Neben Aktivistinnen und Aktivisten der Ökologiebewegung, Vertreter*innen zivilgesellschaftlicher Organisationen sowie verschiedenen Berufsverbänden waren auch Abgeordnete der Demokratischen Partei der Völker (HDP) und die britische Politikerin Julie Ward nach Hasankeyf gereist. Ward ist Abgeordnete (Labour) im Europäischen Parlament und sitzt im Ausschuss für Kultur und Bildung.

Verhandlungen mit der türkischen Jandarma, den Sprung in den Tigris zu genehmigen, scheiterten. Daraufhin wurde eine Erklärung verlesen, in der das Verbot der „Big Jump Challenge“ als Schande bezeichnet wurde.

Istanbul

In Istanbul sprangen Aktivist*innen der „Hasankeyf-Koordination” ins Marmarameer, um die sofortige Einstellung des Ilisu-Projekts zu fordern. Zuvor hatte vor der österreichischen Botschaft im Bezirk Sariyer eine Pressekonferenz stattgefunden, an der sich unter anderem auch der linke Gewerkschaftsbund KESK und der Ärzteverband TTB beteiligten. Der österreichische Wasserkraftwerksbauer Andritz arbeitet eng mit dem Erdoğan-Regime zusammen und liefert Technik und Know-How für den Ilisu-Staudamm.

In der Türkei sprangen Aktivistinnen und Aktivisten außerdem in Antalya, Nevşehir und Çanakkale für Hasankeyf ins Wasser.

Mainz

In Rheinland-Pfalz hatte in Solidarität mit dem Widerstand in Hasankeyf die „Initiative Mainz-Rojava” nach Mainz eingeladen. Rund 20 Menschen beteiligten sich an der Aktion und sprangen für die Kulturstätte in den Rhein.

Hamburg


In der Hansestadt Hamburg kamen Aktivistinnen und Aktivisten der Kampagnen TATORT Kurdistan und Make Rojava Green Again am Oberlauf der Alster zusammen, um gegen die Flutung der 12.000 Jahre alten Stadt Hasankeyf zu protesieren. Trotz ziemlich kalter Temperaturen sprangen sie in die Fluten und zeigten Transparente und Schilder für den Erhalt von Hasankeyf.
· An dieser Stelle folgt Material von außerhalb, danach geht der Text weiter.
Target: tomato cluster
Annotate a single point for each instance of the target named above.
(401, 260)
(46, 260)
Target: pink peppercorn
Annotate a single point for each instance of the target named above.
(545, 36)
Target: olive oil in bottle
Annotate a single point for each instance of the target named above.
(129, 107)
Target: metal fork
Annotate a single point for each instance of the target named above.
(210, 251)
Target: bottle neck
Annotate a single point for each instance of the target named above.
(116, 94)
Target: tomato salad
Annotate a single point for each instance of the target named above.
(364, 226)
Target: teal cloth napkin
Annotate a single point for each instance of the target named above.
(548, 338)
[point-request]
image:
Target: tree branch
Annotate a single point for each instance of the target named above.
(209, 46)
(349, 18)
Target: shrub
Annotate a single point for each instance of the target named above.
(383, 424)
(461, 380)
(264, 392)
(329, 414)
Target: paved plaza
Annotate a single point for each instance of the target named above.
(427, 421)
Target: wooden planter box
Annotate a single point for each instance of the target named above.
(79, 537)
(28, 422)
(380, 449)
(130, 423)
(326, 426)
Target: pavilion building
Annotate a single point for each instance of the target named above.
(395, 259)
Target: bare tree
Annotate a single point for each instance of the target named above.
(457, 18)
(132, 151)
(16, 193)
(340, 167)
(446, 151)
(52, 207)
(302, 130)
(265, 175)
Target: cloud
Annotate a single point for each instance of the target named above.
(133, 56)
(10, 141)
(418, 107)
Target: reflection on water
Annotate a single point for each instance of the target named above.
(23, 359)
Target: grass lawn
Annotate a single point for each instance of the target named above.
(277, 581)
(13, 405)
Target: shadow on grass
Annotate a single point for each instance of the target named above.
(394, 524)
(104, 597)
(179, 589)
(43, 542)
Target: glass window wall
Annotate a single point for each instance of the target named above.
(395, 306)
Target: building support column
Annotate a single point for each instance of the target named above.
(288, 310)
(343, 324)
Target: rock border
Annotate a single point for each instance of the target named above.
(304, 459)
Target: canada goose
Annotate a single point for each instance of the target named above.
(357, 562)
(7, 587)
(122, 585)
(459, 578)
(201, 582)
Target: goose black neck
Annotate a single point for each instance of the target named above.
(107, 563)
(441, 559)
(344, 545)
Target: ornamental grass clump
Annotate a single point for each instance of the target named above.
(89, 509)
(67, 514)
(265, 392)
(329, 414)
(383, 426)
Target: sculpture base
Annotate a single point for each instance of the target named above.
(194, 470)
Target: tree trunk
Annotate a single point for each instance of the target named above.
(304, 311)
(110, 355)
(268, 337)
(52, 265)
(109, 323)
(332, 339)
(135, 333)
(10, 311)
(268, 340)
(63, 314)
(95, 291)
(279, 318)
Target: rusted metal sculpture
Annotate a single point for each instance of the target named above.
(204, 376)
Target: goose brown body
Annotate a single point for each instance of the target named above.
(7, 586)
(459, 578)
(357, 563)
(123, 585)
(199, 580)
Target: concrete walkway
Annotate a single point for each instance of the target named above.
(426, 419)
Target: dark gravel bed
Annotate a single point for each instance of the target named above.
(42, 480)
Weitere Aktionen fanden unter anderem im ostkurdischen Sine (Sanandaj), in Bagdad, Sarajevo, Berlin, München, Nürnberg, im Wendland, London, im schottischen Dundee, Kopenhagen, Barcelona und Rio de Janeiro statt.

Barcelona

 

Die 12.000 Jahre alte Kulturstätte Hasankeyf ist ein einmaliger Ort der Menschheitsgeschichte: 20 östliche und westliche Kulturen haben hier ihre Spuren hinterlassen. 5.500 Höhlen, hunderte bisher entdeckte Monumente und eine faszinierende Verwobenheit mit Felsen und dem Tigris geben dem Ort globale Bedeutung. Nach Meinung von Experten erfüllen Heskîf und das umliegende Tal des Tigris - eines der letzten erhaltenen großen Flussökosysteme in der Türkei - neun von zehn Kriterien für eine Eintragung als UNESCO-Weltkulturerbe, und bildet die Lebensgrundlage für bis zu 100.000 Menschen. Nach dem Willen der türkischen Regierung jedoch soll Hasankeyf untergehen.